Now here is the experience of Guyanese during the 2015-20 interval relative to blackouts.  They were less.  Again: they were considerably less and often shorter.  And, if the slow at grasping that reality (or accepting of it), I do this a third time to ram home the point: there were blackouts, but they were fewer in number and shorter in span.  I skim past who did better with new generators and maintenance, who was more competent, and who fell down more on the job.  There is only one measurement: which government, PPP or PNC+AFC (et al) delivered less blackouts to energy famished Guyanese.  When all the arguments and denials are over, the PPP Government loses out on that question, and by a less than respectable margin.  Its own people, its own communities, have felt the squeeze just like many swaths of Guyana.  Who wants to bury their head in the sand is free to do so; it is pretty dark down there.  Thus, their difficulty in appreciating the difference between natural darkness and governance and management derived ones could be understood.  Understood, but not accepted.

On the issue of management, no government runs a national energy entity.  It makes decisions, as part of its governance wisdom, on what could or should yield the best results.  Personally speaking, I believe that it was a bad decision to bring back a disappointing executive, whose contributions as CEO failed to generate the required minimum level of brightness, i.e., less blackouts.  Second, it was a bad decision to get rid of Mr.

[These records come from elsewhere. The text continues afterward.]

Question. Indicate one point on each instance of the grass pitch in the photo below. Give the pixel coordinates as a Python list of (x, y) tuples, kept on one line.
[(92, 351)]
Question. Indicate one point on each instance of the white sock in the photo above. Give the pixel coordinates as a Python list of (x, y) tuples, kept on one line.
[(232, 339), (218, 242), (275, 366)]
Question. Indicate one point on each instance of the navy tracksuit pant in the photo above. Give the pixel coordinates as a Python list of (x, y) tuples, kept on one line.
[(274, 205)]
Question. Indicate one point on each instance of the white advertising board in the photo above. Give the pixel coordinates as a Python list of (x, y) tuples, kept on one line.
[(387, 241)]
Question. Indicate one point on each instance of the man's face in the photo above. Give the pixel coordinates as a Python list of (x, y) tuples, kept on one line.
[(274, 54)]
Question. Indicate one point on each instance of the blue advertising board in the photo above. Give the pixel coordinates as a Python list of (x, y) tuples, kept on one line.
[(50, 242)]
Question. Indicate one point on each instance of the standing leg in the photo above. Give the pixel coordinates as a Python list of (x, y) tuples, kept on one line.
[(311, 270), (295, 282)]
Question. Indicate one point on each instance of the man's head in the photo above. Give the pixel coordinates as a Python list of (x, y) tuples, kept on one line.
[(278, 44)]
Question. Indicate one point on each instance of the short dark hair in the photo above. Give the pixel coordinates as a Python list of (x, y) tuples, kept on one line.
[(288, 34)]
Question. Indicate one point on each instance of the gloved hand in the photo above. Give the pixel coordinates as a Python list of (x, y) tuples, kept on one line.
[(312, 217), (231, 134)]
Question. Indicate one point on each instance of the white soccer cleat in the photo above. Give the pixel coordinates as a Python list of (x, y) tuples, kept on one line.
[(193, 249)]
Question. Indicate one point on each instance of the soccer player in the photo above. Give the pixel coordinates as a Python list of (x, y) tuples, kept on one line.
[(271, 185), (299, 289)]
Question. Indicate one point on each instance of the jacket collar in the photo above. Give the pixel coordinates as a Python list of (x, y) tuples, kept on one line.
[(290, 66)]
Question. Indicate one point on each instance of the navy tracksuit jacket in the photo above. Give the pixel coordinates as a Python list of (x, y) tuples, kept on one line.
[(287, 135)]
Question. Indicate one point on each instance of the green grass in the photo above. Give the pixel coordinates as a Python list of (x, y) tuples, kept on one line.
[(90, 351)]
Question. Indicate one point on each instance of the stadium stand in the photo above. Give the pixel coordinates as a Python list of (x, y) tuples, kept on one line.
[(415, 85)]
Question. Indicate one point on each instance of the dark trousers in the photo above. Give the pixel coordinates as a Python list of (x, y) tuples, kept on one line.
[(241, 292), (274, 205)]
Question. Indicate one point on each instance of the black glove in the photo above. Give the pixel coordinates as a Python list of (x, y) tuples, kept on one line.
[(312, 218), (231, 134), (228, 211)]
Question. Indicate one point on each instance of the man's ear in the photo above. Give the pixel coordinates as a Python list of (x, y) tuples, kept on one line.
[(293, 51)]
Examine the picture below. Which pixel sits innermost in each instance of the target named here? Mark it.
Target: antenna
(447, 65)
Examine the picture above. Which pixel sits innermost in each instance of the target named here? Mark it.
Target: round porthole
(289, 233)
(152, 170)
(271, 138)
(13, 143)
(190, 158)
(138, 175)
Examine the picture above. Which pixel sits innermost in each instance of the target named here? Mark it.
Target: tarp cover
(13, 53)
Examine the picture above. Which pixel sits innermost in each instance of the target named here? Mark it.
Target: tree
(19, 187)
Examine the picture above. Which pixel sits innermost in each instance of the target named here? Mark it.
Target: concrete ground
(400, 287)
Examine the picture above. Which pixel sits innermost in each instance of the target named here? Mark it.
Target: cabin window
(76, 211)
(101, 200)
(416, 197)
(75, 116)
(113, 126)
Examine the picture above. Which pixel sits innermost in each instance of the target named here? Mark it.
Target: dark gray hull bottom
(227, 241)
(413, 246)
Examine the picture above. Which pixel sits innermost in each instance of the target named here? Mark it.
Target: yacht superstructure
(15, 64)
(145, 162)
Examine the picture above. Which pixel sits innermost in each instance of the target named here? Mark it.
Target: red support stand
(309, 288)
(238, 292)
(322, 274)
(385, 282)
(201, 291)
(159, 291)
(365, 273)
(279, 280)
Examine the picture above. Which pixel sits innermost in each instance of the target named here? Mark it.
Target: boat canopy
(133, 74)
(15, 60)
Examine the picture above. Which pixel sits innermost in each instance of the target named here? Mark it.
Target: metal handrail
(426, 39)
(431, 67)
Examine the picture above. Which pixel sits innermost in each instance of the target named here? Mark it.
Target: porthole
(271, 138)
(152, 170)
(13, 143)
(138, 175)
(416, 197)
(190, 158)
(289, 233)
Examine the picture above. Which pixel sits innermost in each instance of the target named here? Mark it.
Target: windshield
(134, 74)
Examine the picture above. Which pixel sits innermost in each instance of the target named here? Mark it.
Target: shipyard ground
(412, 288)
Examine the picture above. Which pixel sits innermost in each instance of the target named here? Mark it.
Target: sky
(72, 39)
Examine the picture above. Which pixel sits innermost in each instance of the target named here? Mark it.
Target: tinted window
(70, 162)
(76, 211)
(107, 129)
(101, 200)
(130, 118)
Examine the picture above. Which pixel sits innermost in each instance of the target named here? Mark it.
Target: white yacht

Albert Gordon, the CEO who strung things together, held them together, and was the prime architect of the much sought after state of less blackouts.  To be frank, and to be fair, there is no expectation in this part of the local crowd for the PPP Government to deliver zero blackouts.  It would be lovely, but all Guyanese must be realistic.  They are; it is their patience that is drier than the current domestic drought conditions.  Still, blackouts cannot be so many and so often.  Before one blackout could be over, another one is rushing to fill its place.  This was what occurred recently, which prompted the GPL people to take out ads identifying the specifics of what was the equivalent of a dead car battery that sputters to life for a few minutes, only to collapse back into its corpselike sleep.

Now, I hear President Ali jumping around like some Bollywood performer, and Vice President Jagdeo pretending at Fred Astaire and Ginger Rodgers (both at once) as they go through their drills about public dressing down of management, pending management changes, and the usual childishness from these supposedly adult leaders.  Why were those changes made in the first place, gents?  I saw a full color document that identified who replaced whom and offer these positions.  When political appointments are shoved into spaces like the GPL they usually cannot perform.  When the institutional memory and collective skills and talents in several key areas are lost, then the GPL can only perform up to a point.  Blackouts become the norm.  New generators are good for a warm leadership speech, but only when they are guided by the right minds and right hands.  Knock out as many old heads as was done, and what is dead follows.  The trend in what took place at different management tiers at the GPL is being paralleled at the Guyana Police Force.  I regret to say that the quality of protection that ensues, the state of mind of citizens, and the morale in these two national organizations are not for the better.

Put the right people in place. Help them with resources.  Buy stuff that gives Guyanese the full value for their dollars.  Make the GPL a showcase of leadership wisdom and principles.  Corruption and gas-to-energy have been deliberately excluded, particularly that school of thought which insists that blackouts have intensified, so that the gas-to-energy project would be embraced as the shining knight running to the rescue.  Just do something with the GPL, so that it performs better, delivers more.  President Ali looks embarrassingly anemic and chief policymaker Jagdeo is getting better as a jester when the GPL is examined.  Over.